That sounds like such a strong, definitive word. Like the sky may fall. Like if I don’t make the deadline I didn’t win. I trained to finish the marathon and was really determined. Wasn’t sure what happened. Like I’m swimming upstream against everyone else. Ah, but wait! Felt pressure to perform and to live up to expectations even though I knew I was going to do it. I was allowing all of the outside pressure force me into doubting what was on the inside. Because I knew I could do it. I didn’t have any doubt. Because I have spent my whole life being a finisher. Not because I felt I needed to but because I didn’t want to disappoint every one else who was counting on me.

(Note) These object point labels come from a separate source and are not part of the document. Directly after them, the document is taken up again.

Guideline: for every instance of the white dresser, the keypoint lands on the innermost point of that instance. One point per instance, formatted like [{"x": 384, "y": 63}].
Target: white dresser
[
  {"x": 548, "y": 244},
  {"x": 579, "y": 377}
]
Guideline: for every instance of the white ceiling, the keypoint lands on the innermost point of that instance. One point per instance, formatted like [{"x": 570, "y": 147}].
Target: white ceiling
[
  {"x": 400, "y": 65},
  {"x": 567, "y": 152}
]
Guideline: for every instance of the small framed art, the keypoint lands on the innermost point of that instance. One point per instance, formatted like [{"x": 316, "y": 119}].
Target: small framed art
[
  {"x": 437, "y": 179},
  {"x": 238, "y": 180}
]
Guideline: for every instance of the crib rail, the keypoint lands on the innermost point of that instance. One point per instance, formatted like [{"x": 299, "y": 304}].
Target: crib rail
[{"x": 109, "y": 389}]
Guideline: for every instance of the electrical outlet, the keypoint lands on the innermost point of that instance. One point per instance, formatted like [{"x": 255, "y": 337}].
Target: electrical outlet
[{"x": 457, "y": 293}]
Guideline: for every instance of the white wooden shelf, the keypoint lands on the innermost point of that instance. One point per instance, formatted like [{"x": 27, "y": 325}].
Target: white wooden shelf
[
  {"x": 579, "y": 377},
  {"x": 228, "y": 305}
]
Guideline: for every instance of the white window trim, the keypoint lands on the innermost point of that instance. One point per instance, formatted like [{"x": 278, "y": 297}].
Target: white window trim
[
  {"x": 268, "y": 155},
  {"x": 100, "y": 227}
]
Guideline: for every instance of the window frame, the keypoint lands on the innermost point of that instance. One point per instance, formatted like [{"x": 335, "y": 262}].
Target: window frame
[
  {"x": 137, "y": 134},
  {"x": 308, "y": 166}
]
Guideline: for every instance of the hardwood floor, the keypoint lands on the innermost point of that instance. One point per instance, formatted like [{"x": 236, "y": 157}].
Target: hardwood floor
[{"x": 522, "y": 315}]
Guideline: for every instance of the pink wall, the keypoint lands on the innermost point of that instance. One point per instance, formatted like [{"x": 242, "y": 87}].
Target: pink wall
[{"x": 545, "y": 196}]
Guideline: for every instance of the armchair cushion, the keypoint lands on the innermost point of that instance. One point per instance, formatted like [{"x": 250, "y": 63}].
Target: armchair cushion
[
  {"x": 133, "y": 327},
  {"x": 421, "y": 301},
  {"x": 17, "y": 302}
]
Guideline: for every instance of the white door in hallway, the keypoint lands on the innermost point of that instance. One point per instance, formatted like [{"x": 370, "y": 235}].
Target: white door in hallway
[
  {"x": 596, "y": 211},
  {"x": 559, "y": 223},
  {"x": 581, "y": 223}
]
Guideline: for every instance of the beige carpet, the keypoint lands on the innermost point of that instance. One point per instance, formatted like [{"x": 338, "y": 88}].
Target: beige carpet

But this is different. It doesn’t matter in what direction I’m swimming. That’s what makes life interesting. This feels like I did it completely for me. I felt the pressure because I didn’t want to let myself down. I’ve spent my whole life waiting to finally take the time to do it for me. I’m tired but in a different way than working sixteen hours. I’m tired in my body and definitely in my head. It’s not like the marathon tired. It’s like a content tired. That when it was too hard to think about what needed to be done the cheerleader in me came out and pushed me to do more. Not for someone else but for me.
I feel like I’ve done a tremendous amount of physical labor and then gone into a steam room and completely relaxed. All of the tension, stress and angst has left my body if only for a short period of time. I’ll take whatever I can get. Because I made the deadline I promised myself I would make and it feels pretty damn good.